03.10.2009 Rzym (PAP) - Włoski dziennik "La Repubblica" wyraził w sobotę przekonanie, że wraz ze śmiercią Marka Edelmana "Europa, kultura hebrajska żydowska i światowa oraz współczesna doba straciły jednego z ostatnich wielkich świadków holokaustu, ruchu oporu i historii".
Andrea Tarquini, autor wspomnienia o zmarłym w piątek w wieku 87 lat ostatnim przywódcy powstania w warszawskim getcie napisał, że był on "jednym z najwybitniejszych protagonistów naszych czasów" i "strażnikiem". W ten sposób nawiązał do tytułu opublikowanej we Włoszech biografii Marka Edelmana pióra Rudiego Assuntino i Włodzimierza Goldkorna.
W artykule przypomina się także ostatni wywiad, jakiego Edelman udzielił dziennikowi "La Repubblica" 1 września, w 70. rocznicę wybuchu II wojny światowej.
Przywołując tamte dni, powiedział on wtedy włoskiej gazecie: "Najstraszniejszą rzeczą nie były nawet bombardowania i masakry, ale poczucie, że chociaż na razie się żyło, to zostało się zdegradowanym do Untermenschen, podludzi.

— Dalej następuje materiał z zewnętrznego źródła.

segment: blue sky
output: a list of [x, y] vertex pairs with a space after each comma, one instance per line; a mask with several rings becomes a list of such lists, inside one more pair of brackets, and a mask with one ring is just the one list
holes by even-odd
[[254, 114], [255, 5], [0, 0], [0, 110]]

Także oni, niemieccy żołnierze zostali sprowadzeni do bestii".
Włoski publicysta podkreślił, że w europejskim i żydowskim ruchu oporu Marek Edelman odgrywał pierwszoplanową rolę, także polityczną. Następnie zauważył, że po wojnie postanowił pozostać w Polsce, mimo stalinizmu i "antysemityzmu często podsycanego przez dyktaturę".
"Wielu go nienawidziło: antysemici wszelkiego rodzaju i antysemici u władzy w Warszawie" - dodał Tarquini, wymieniając między innymi Mieczysława Moczara.
Odnotował, że po wprowadzeniu stanu wojennego Marek Edelman był "jednym z najbardziej słuchanych doradców Solidarności, jednym z najpotężniejszych świeckich umysłów demokratycznej opozycji".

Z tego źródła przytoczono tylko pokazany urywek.